NOTE: I know I just started the Visionary Writers Bloginar this week, and already I see I didn’t factor in what to do when breaking news happens, or when I just get an idea I really want to share about? Well, I’ll try to keep these ‘we break into your regular program for this special report’ moments to a minimum but here’s one I can’t pass up about a true visionary author.
For those have followed visionary writing in the form of science fiction and fantasy, Philip K. Dick is legendary. He’s also a perfect example how some visions take longer to materialize. Case in point, this was recently made public via Courthouse News Service:
Heirs of science-fiction writer Philip K. Dick claim the writers, producers and distributors of the movie “The Adjustment Bureau” cheated them of millions of dollars in royalties.

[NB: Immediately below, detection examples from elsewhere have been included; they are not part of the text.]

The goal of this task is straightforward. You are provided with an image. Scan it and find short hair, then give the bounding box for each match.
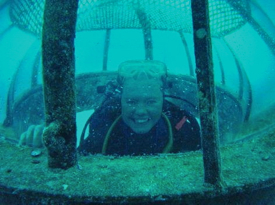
[117,60,167,86]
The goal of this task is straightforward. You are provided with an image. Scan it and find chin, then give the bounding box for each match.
[131,128,151,134]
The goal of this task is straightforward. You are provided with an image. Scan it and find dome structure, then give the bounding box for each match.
[0,0,275,203]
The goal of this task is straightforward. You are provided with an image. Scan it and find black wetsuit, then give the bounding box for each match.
[78,99,201,155]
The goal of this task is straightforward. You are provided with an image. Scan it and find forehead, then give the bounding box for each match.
[122,79,162,97]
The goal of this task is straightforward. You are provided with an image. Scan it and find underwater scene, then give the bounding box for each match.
[0,0,275,205]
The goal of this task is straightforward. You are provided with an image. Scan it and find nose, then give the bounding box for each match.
[135,104,147,115]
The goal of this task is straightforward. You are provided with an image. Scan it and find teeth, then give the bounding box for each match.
[135,119,148,123]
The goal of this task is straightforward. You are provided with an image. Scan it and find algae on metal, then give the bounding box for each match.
[42,0,78,169]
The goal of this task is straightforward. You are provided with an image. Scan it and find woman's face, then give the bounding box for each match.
[121,79,163,134]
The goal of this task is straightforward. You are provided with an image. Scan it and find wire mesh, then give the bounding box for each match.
[10,0,249,37]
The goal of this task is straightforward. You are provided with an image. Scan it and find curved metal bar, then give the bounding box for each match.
[179,30,195,76]
[136,7,153,60]
[223,39,253,121]
[221,38,244,100]
[3,40,38,126]
[226,0,275,55]
[212,43,225,85]
[31,50,41,88]
[0,0,9,11]
[0,25,14,40]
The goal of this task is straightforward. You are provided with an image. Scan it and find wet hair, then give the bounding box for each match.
[117,60,167,87]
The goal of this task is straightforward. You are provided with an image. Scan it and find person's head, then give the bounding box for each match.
[118,60,167,134]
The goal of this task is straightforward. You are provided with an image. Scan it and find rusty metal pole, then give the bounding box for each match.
[191,0,222,185]
[42,0,78,169]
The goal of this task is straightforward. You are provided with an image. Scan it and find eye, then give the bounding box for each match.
[146,99,157,105]
[126,99,137,106]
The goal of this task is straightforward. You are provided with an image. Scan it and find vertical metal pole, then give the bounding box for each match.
[42,0,78,169]
[136,8,153,60]
[191,0,224,185]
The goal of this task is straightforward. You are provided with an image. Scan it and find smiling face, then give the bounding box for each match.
[121,79,163,134]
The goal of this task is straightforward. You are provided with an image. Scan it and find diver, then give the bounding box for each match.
[20,60,201,156]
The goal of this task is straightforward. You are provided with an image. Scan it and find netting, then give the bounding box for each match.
[10,0,249,37]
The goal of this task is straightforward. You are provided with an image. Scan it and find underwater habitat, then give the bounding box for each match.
[0,0,275,205]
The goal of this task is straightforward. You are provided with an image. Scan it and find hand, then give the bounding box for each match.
[19,125,44,148]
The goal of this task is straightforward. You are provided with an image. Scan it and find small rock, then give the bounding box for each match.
[32,160,40,164]
[6,169,12,173]
[262,155,270,161]
[62,184,69,190]
[31,149,42,157]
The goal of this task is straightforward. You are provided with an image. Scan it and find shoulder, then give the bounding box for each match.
[163,101,201,152]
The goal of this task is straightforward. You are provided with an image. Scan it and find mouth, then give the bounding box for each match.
[133,118,150,124]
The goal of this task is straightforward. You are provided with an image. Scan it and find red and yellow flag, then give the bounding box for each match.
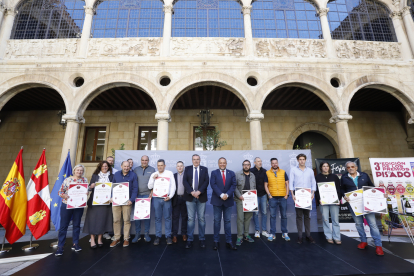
[0,149,27,244]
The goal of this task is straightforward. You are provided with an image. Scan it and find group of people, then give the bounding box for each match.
[55,154,384,256]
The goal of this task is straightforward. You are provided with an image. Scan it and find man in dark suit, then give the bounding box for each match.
[183,154,209,248]
[172,161,188,243]
[210,157,237,250]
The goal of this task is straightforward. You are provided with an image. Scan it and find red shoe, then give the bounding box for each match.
[375,246,384,256]
[358,242,368,249]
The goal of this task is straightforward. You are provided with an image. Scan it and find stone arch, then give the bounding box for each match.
[286,122,339,157]
[341,75,414,118]
[0,75,73,113]
[163,72,255,113]
[74,73,163,117]
[256,73,341,116]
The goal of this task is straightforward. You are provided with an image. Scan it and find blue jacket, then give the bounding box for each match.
[210,169,237,207]
[113,170,138,203]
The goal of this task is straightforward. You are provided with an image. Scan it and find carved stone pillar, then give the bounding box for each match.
[155,112,171,150]
[242,6,254,56]
[246,112,264,150]
[79,6,95,58]
[162,5,174,57]
[318,8,336,58]
[0,8,17,59]
[390,12,413,60]
[329,114,354,158]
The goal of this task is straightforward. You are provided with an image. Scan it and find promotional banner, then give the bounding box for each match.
[115,150,312,234]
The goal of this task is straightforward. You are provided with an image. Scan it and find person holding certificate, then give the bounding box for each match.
[341,161,387,256]
[289,153,316,244]
[315,162,342,244]
[234,160,257,246]
[110,161,138,247]
[55,165,88,256]
[83,161,114,249]
[148,159,176,245]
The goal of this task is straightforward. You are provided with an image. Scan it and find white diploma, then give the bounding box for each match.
[112,182,129,206]
[92,182,112,205]
[295,188,312,210]
[66,183,88,209]
[242,190,259,212]
[345,189,365,216]
[318,182,339,205]
[134,198,151,220]
[362,186,388,214]
[152,176,170,198]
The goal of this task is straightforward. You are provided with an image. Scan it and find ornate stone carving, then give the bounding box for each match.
[335,40,401,59]
[170,37,245,57]
[6,39,78,59]
[88,38,161,57]
[254,38,326,58]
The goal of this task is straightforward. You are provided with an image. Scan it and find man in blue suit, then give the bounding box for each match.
[210,157,237,250]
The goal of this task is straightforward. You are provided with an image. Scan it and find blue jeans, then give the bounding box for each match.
[269,197,287,235]
[319,205,341,241]
[186,198,206,241]
[348,205,382,246]
[253,195,267,231]
[152,197,172,238]
[213,205,233,242]
[58,202,83,247]
[132,195,151,235]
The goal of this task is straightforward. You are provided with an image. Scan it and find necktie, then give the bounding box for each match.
[194,167,198,191]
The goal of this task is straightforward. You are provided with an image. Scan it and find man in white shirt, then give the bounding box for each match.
[148,159,176,245]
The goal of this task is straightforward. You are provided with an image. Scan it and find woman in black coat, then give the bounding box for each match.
[83,161,114,248]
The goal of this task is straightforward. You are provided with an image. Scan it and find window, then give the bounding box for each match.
[82,127,106,162]
[252,0,322,39]
[172,0,244,37]
[193,126,216,151]
[92,0,164,38]
[11,0,85,39]
[138,127,157,150]
[328,0,397,42]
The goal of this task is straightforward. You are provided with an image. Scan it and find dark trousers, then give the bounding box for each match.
[295,208,310,238]
[172,195,188,237]
[58,202,83,247]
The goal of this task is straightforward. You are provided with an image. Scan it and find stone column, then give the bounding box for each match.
[242,5,254,56]
[158,5,174,56]
[390,12,413,60]
[59,114,85,168]
[329,114,354,158]
[401,6,414,54]
[246,112,264,150]
[0,8,17,59]
[318,8,336,58]
[79,6,95,58]
[155,112,171,150]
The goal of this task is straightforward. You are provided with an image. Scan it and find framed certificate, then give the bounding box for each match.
[295,188,312,210]
[134,198,151,220]
[318,182,339,205]
[92,182,112,205]
[66,183,88,209]
[345,189,365,216]
[152,176,170,198]
[362,186,388,214]
[242,190,259,212]
[112,182,129,206]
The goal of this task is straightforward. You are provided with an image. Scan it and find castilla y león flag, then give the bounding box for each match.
[0,149,27,244]
[26,150,50,240]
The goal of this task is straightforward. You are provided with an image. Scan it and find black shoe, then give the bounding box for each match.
[226,242,237,250]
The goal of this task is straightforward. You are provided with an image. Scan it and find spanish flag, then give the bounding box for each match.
[0,149,27,244]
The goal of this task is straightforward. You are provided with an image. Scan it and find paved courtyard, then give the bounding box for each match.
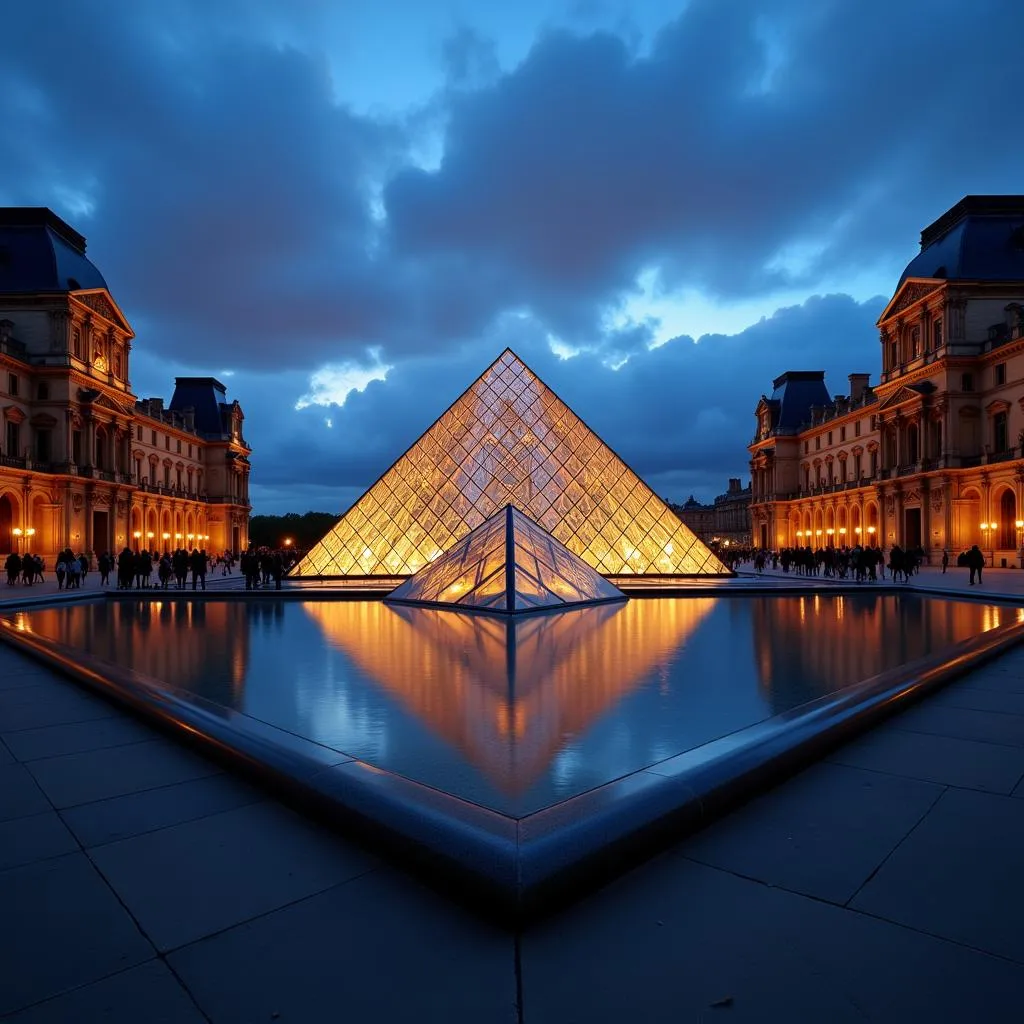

The movie, released this year and based on Dick’s story, “Adjustment Team,” grossed $128 million at the box office and cost just $62 million to make, and has brought in another $10 million from DVD sales, according to the complaint.
Now, there are several different reactions you might have to this news report, but here’s a few points that I came away with when I looked beyond the legal case itself, like:
Since Dick died in 1982, 10 of his stories have been made into feature films, including “The Adjustment Bureau,” “Blade Runner,” and “Minority Report.” Dick’s short story, “Adjustment Team” was published in Orbit Science Fiction magazine in 1954.
Did you catch that? Dick’s story that was turned into a movie in 2011 and grossed $128 million was originally written in 1954 – when I was 5 years old — that’s 57 years after it was published. And here I was thinking that science fiction stories have a short ‘shelf life.’ I’ve been concerned that my soon to be published Seeds of New Birth took me twenty years to publish. Not anymore.
And did you notice that “The Adjustment Bureau” is one of ten stories by Dick that have been made into feature films? So, maybe as a visionary writer you’re not writing for yourself as much as you’re writing for your children, or grandchildren or great…well you get my point.